Após uma notória subida de orçamento, o segundo filme muda a abordagem de um filme que segue, sobretudo, a história dos personagens para algo que começa a incluir referências directas a filmes ou fenómenos da cultura pop, com os seguintes a insistir ainda mais nessa vertente. Os filmes continuam a ter um fio condutor (mesmo que por vezes pareça que não), mas o ênfase dado aos cameos é progressivamente maior à medida que os filmes avançam. No entanto, no 5º filme - reparem que a fórmula conseguiu durar quatro filmes - já se notava algum cansaço e algum esgotamento de ideias (sejamos francos, depois do terceiro era complicado superar).
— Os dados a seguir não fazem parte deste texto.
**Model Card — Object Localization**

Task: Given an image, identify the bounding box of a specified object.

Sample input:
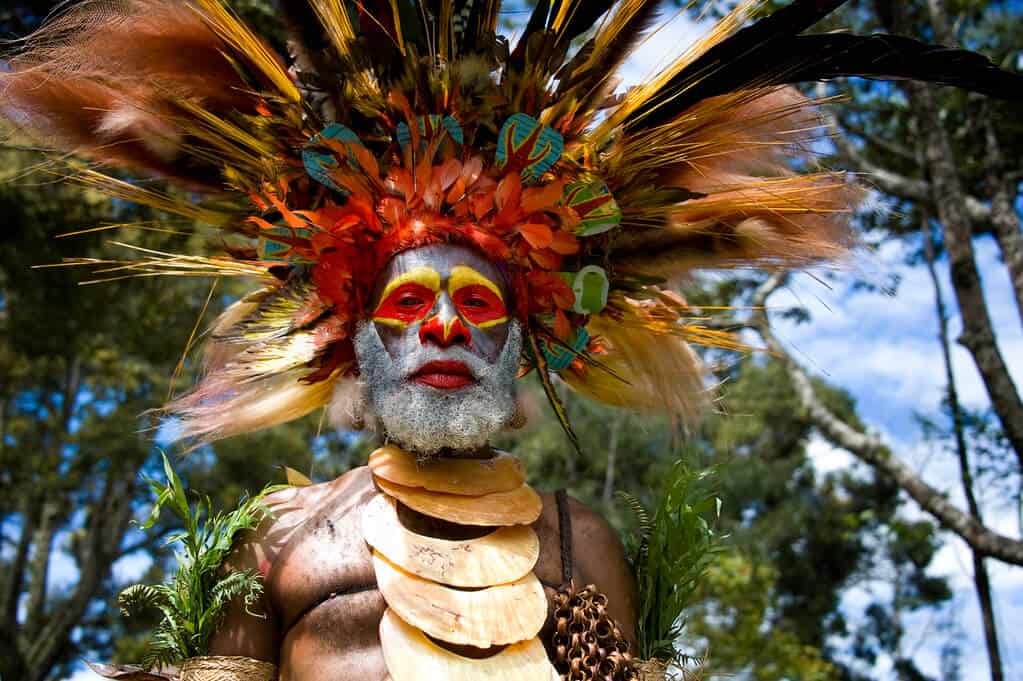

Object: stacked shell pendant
[362,446,559,681]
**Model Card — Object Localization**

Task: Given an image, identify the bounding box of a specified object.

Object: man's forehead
[376,243,507,290]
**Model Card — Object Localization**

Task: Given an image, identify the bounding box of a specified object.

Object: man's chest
[269,476,562,679]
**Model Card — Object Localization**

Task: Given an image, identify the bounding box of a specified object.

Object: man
[0,0,1023,681]
[211,244,635,681]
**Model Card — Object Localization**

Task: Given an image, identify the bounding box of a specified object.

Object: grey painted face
[372,244,513,364]
[355,245,522,454]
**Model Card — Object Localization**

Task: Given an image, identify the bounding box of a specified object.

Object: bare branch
[750,273,1023,565]
[818,84,991,223]
[983,113,1023,327]
[906,83,1023,465]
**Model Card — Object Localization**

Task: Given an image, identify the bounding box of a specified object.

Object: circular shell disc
[369,445,526,497]
[375,478,543,526]
[380,608,559,681]
[362,494,540,587]
[373,551,547,648]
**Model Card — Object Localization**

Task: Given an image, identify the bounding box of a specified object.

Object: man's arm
[569,497,636,646]
[203,488,305,665]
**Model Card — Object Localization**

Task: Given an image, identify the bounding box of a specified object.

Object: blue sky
[609,9,1023,681]
[63,3,1023,681]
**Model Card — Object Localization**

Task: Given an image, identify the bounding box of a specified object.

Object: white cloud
[771,239,1023,681]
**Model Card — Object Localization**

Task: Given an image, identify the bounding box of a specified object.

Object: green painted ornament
[571,265,611,315]
[562,180,622,236]
[302,123,362,194]
[539,326,589,371]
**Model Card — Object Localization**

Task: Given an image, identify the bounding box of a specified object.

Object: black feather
[560,0,661,100]
[625,0,1023,132]
[551,0,615,50]
[771,34,1023,101]
[626,0,848,128]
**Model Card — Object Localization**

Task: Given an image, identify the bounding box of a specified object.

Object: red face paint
[451,284,507,327]
[373,282,437,326]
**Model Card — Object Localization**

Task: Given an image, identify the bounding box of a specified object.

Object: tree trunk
[984,119,1023,331]
[603,416,622,505]
[922,217,1005,681]
[738,274,1023,565]
[906,83,1023,466]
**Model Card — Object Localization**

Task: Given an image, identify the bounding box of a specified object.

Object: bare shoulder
[569,497,636,643]
[230,466,371,576]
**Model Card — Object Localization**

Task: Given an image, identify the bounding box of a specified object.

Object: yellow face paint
[372,267,441,328]
[380,267,439,301]
[448,265,504,303]
[448,265,508,328]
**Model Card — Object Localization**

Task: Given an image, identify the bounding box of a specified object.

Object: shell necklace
[362,446,559,681]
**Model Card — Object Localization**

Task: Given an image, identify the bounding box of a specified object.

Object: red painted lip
[411,360,476,391]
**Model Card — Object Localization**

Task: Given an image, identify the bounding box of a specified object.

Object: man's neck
[406,444,497,461]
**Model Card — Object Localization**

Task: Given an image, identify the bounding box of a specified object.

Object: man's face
[355,244,522,454]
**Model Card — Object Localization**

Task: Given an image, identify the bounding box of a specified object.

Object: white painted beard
[355,320,522,456]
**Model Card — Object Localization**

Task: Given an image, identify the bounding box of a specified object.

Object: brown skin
[210,467,635,681]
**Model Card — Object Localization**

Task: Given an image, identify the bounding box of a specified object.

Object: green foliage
[119,456,280,669]
[621,461,721,662]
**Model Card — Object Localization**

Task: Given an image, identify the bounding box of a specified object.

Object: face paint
[372,267,441,328]
[355,244,522,454]
[448,265,508,328]
[372,244,509,364]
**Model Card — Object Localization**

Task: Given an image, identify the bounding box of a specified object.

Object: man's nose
[419,301,473,348]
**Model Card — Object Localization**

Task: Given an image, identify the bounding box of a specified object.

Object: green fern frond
[129,449,286,669]
[118,584,166,616]
[617,490,654,541]
[621,461,723,665]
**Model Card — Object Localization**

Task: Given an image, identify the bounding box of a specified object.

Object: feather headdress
[0,0,1023,440]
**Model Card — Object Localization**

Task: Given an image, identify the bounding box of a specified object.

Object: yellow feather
[561,306,711,425]
[192,0,302,102]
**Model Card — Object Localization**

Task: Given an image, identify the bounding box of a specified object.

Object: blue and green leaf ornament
[562,179,622,236]
[258,227,315,265]
[538,326,589,371]
[495,114,565,182]
[302,123,362,193]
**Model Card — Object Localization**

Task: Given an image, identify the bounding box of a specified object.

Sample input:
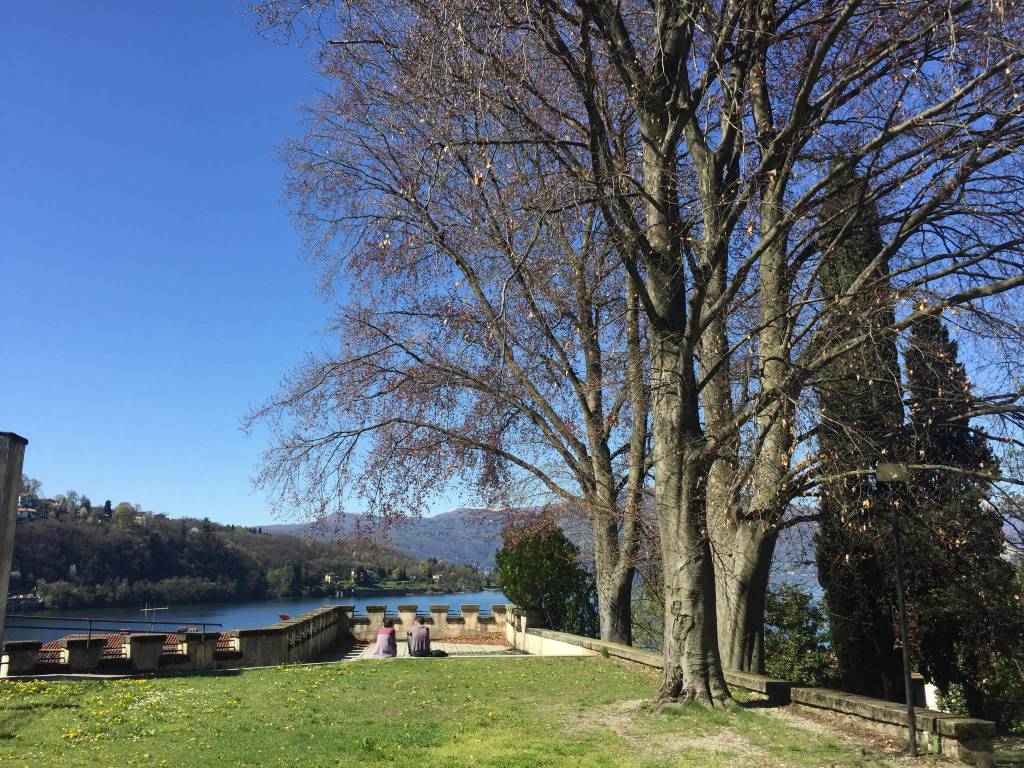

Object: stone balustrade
[0,604,506,677]
[505,606,995,768]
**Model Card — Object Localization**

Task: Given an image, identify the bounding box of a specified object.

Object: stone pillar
[0,432,29,660]
[398,605,416,639]
[366,605,387,637]
[239,623,289,667]
[335,605,355,640]
[490,603,508,633]
[428,605,449,640]
[0,640,43,677]
[60,637,106,672]
[178,632,220,670]
[462,604,480,635]
[128,632,165,672]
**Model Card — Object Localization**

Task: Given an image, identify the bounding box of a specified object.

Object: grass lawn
[0,658,913,768]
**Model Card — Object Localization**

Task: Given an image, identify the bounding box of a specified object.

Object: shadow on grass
[993,733,1024,768]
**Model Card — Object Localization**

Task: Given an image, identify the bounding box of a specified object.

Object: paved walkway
[352,640,521,660]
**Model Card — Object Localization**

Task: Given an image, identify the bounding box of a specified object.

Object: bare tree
[240,31,648,643]
[251,0,1024,702]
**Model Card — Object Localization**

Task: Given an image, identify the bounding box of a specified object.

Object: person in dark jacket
[409,616,430,656]
[373,618,398,658]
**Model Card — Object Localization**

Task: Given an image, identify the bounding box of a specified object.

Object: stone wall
[339,604,506,643]
[0,604,506,677]
[506,606,995,768]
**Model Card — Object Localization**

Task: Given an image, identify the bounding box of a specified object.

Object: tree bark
[713,522,778,675]
[596,552,635,645]
[651,333,730,706]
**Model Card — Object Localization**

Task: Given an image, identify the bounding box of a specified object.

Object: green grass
[0,658,905,768]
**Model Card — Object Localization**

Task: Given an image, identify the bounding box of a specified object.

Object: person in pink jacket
[373,618,398,658]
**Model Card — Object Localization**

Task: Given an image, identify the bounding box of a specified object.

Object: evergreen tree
[904,315,1021,716]
[815,165,903,698]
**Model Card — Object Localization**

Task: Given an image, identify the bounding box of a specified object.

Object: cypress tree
[815,165,903,698]
[904,315,1020,716]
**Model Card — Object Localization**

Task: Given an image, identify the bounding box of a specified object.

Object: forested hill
[10,515,483,607]
[263,509,504,570]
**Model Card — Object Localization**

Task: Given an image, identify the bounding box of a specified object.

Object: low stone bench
[792,686,995,767]
[724,670,794,705]
[507,608,995,768]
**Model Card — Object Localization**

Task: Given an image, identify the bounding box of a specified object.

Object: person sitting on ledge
[409,616,430,656]
[372,618,398,658]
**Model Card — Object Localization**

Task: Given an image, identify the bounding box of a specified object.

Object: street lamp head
[874,462,908,482]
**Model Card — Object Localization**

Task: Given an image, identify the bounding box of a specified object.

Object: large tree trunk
[651,333,729,706]
[713,522,778,675]
[596,567,635,645]
[656,466,729,706]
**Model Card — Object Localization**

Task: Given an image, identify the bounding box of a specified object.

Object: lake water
[4,590,508,641]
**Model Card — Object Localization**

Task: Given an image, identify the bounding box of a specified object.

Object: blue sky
[0,0,348,524]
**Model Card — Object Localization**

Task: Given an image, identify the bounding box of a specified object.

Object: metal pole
[0,432,29,656]
[889,500,918,757]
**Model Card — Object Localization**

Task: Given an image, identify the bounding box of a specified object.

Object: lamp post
[874,464,918,757]
[0,432,29,659]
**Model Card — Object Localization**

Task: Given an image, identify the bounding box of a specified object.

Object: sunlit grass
[0,658,909,768]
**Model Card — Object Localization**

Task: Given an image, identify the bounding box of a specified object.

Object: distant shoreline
[7,587,501,612]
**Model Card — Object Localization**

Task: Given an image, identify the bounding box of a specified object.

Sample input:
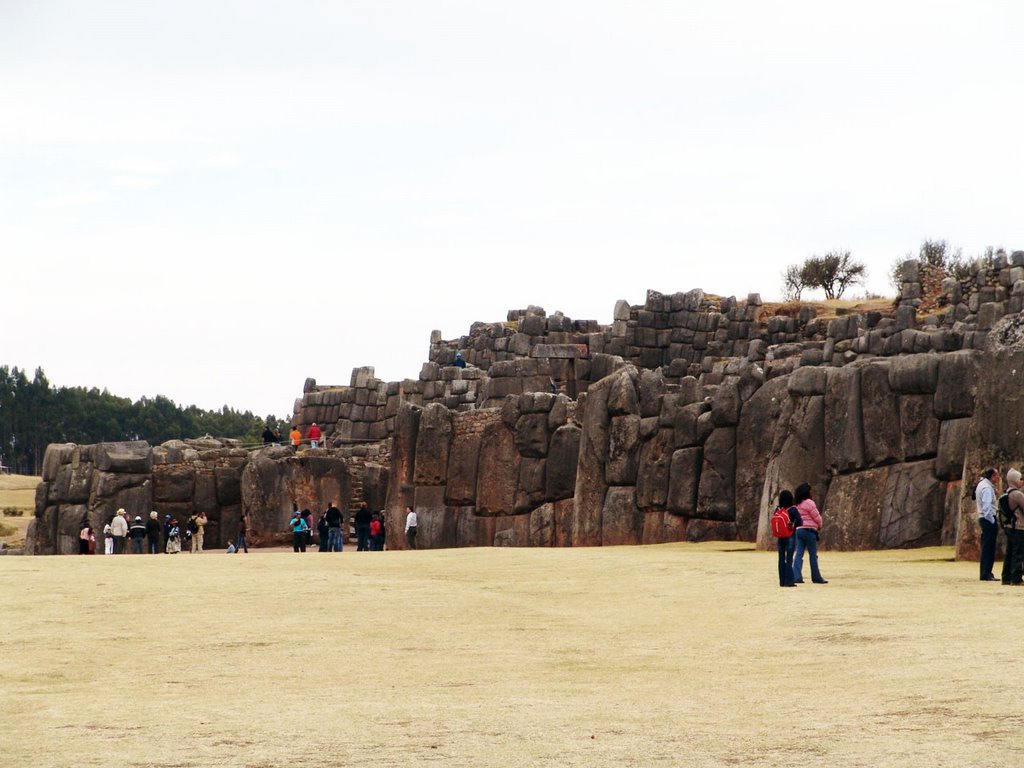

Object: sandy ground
[0,544,1024,768]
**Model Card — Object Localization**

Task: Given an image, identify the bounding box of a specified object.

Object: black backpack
[998,490,1017,528]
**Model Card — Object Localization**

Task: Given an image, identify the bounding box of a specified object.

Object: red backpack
[771,507,797,539]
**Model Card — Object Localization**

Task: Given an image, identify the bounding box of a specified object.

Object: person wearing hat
[111,508,128,555]
[145,510,160,555]
[974,467,999,582]
[128,515,145,555]
[999,468,1024,587]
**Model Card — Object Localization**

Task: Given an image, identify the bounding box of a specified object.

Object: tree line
[0,366,288,475]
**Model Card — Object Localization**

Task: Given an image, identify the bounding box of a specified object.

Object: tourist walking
[370,512,384,552]
[316,510,331,552]
[234,512,249,555]
[771,490,803,587]
[165,515,181,555]
[111,509,128,555]
[974,467,999,582]
[291,512,309,552]
[145,511,161,555]
[78,522,96,555]
[406,507,419,549]
[999,469,1024,587]
[128,515,145,555]
[793,482,828,584]
[188,512,209,554]
[355,502,373,552]
[324,502,345,552]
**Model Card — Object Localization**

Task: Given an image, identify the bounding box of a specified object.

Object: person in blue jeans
[775,490,803,587]
[793,482,828,584]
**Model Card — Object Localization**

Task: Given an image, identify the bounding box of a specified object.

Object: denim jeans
[775,536,797,587]
[327,526,345,552]
[793,528,824,584]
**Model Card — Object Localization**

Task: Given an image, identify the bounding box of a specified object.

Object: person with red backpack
[771,490,804,587]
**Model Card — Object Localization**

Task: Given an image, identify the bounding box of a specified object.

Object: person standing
[772,490,803,587]
[316,511,331,552]
[78,522,95,555]
[370,512,384,552]
[355,502,373,552]
[128,515,145,555]
[234,512,249,555]
[145,510,160,555]
[406,507,419,549]
[974,467,999,582]
[324,502,345,552]
[111,508,128,555]
[291,512,309,552]
[793,482,828,584]
[191,512,209,555]
[999,469,1024,587]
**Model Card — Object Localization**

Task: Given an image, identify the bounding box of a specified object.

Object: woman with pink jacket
[793,482,828,584]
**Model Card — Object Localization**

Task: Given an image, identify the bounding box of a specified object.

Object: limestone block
[601,486,643,547]
[414,403,453,485]
[694,427,736,521]
[93,440,153,474]
[445,432,481,507]
[860,362,903,466]
[636,428,673,510]
[545,424,582,501]
[476,423,520,515]
[515,415,548,459]
[934,350,982,419]
[933,419,971,480]
[889,354,940,394]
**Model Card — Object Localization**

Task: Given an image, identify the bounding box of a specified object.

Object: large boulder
[545,424,583,502]
[476,422,520,515]
[736,376,782,541]
[824,365,864,472]
[860,364,903,466]
[601,486,643,547]
[637,429,673,510]
[414,402,452,485]
[695,427,736,522]
[444,430,481,507]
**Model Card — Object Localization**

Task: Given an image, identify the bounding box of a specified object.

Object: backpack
[771,507,797,539]
[998,490,1017,528]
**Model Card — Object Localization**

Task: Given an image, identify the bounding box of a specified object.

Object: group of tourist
[974,467,1024,587]
[263,422,324,451]
[771,482,828,587]
[289,501,387,552]
[78,508,249,555]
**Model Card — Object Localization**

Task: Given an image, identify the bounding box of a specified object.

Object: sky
[0,0,1024,416]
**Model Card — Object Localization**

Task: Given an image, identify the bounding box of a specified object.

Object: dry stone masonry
[29,257,1024,558]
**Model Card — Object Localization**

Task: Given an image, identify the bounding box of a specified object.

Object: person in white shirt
[974,467,999,582]
[406,507,417,549]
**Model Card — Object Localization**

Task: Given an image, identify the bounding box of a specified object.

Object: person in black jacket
[145,511,161,555]
[355,502,374,552]
[775,490,804,587]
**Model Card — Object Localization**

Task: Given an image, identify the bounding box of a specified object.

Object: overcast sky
[0,0,1024,415]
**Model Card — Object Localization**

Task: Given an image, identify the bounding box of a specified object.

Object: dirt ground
[0,544,1024,768]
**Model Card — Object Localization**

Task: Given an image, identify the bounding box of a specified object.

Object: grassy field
[0,544,1011,768]
[0,474,40,547]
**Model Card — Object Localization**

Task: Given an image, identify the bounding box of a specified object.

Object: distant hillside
[0,366,287,475]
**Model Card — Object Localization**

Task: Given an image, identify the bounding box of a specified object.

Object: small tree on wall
[782,251,867,299]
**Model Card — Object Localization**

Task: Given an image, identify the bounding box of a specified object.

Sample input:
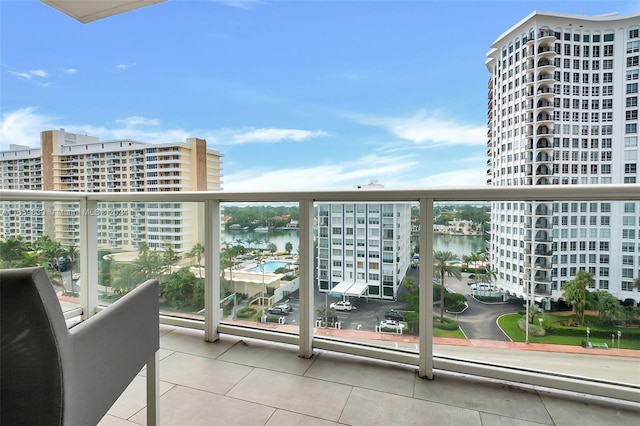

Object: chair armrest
[61,280,160,424]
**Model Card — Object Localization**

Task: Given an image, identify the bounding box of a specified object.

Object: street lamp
[258,259,265,308]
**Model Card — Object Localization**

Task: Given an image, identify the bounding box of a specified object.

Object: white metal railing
[0,184,640,402]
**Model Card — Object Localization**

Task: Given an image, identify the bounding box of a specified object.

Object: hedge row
[433,317,458,330]
[544,322,640,340]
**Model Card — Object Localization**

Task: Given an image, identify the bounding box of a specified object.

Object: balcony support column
[204,200,222,342]
[418,198,433,380]
[80,198,99,320]
[298,200,315,358]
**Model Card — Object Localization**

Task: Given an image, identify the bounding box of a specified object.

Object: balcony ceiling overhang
[40,0,166,24]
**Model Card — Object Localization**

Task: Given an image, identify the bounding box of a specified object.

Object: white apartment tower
[486,11,640,309]
[0,129,222,252]
[318,181,411,299]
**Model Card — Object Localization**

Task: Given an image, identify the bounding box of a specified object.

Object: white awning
[329,281,354,295]
[344,283,369,297]
[329,281,369,297]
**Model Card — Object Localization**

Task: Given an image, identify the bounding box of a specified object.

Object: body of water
[249,261,289,273]
[222,230,485,258]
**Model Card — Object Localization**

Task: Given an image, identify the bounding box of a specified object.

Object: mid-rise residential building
[486,11,640,308]
[318,181,411,299]
[0,129,222,252]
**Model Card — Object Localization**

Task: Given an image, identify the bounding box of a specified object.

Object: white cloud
[409,168,487,187]
[116,115,160,127]
[352,110,487,145]
[116,62,135,71]
[213,0,262,9]
[9,71,33,80]
[29,70,49,78]
[0,107,56,150]
[224,128,327,145]
[223,155,417,191]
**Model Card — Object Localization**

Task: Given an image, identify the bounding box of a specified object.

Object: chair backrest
[0,268,68,425]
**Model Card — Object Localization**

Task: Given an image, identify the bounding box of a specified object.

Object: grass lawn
[433,328,466,339]
[498,314,640,350]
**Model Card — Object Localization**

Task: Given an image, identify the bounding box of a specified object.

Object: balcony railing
[0,185,640,402]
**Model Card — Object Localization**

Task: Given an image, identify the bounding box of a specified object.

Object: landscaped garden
[498,313,640,349]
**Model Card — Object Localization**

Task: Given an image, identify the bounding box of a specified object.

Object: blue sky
[0,0,640,191]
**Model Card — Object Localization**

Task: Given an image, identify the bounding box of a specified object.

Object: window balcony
[0,185,640,410]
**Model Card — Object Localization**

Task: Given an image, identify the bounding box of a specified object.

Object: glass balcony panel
[313,202,419,353]
[97,201,206,319]
[220,201,300,334]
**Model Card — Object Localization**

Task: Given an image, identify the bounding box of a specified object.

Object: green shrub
[236,306,258,318]
[518,318,546,337]
[433,316,458,330]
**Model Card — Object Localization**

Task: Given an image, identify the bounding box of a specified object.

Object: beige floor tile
[227,368,351,421]
[480,413,553,426]
[98,414,140,426]
[305,352,416,396]
[160,352,251,394]
[414,372,552,424]
[541,393,640,426]
[160,328,236,358]
[217,340,313,375]
[131,386,275,426]
[265,410,340,426]
[339,388,481,426]
[107,376,173,419]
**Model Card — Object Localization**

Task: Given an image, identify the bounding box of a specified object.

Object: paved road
[408,269,520,341]
[457,294,518,341]
[272,269,520,341]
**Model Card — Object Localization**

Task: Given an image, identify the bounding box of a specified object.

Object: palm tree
[562,269,594,325]
[64,246,78,293]
[433,251,462,323]
[163,247,180,273]
[188,243,204,278]
[35,235,67,291]
[0,235,29,268]
[462,256,473,268]
[477,266,498,284]
[111,264,144,295]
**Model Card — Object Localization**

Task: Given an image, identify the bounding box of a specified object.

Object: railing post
[418,198,433,380]
[79,197,99,320]
[298,200,315,358]
[204,200,222,342]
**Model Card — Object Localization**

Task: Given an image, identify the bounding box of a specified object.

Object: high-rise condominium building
[486,12,640,308]
[0,129,222,252]
[318,181,411,299]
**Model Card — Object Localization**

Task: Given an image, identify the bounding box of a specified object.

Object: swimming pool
[248,260,289,272]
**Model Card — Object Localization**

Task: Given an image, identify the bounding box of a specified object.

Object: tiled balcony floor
[100,326,640,426]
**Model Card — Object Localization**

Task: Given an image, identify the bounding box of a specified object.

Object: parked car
[384,311,404,321]
[267,306,289,315]
[329,301,353,312]
[380,320,407,331]
[273,303,293,313]
[470,283,498,291]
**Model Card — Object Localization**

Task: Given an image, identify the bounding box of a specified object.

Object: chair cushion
[0,268,63,425]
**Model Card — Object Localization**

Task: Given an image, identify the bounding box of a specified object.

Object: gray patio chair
[0,268,159,426]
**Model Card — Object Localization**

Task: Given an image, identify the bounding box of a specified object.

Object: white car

O twist final é muito bem conseguido e lançava boas possibilidades para o sexto.

 

Felizmente o Syfy deu a Anthony C. Ferrante e à sua equipa a hipótese de se despedirem de forma digna deste fenómeno. Só a hipótese, porque o orçamento e o tempo de produção devem ter sido mais curtos. Os efeitos especiais são os piores da saga, os cameos não são tantos, nem, de uma forma geral, tão notórios (se bem que os principais nomes são melhor aproveitados), a direcção de actores é pavorosa, a continuidade é terrível e o guião é, em muitos momentos, péssimo: Em suma, boa parte daquilo que me fez adorar Sharknado desde o primeiro momento. A primeira meia-hora é bastante bem conseguida (não conseguia parar de rir) e, depois de momentos meh (ou abaixo disso), o final é completamente "fora" e, sendo a despedida, puxa (genuinamente) à lágrima - com uma participação completamente inesperada. Não sendo o meu preferido (3) nem o melhor da saga (consenso geral vai para o primeiro, eu digo o 2), é uma conclusão minimamente satisfatória para uma saga que, felizmente, termina aqui.

 

Tive a sorte de ver os cinco primeiros em sala, a convite do canal (a quem agradeço - foram sempre sessões muito animadas, especialmente a primeira - quem lá esteve sabe do que estou a falar). O último, The Last Sharknado: It’s About Time!, passa hoje, dia 23 de Agosto, às 22:15, no Syfy. Merecia, no mínimo, uma festa de despedida - que teremos de ser nós a fazer, no conforto do nosso lar.

 

Fico à espera do remake hollywoodesco com o The Rock.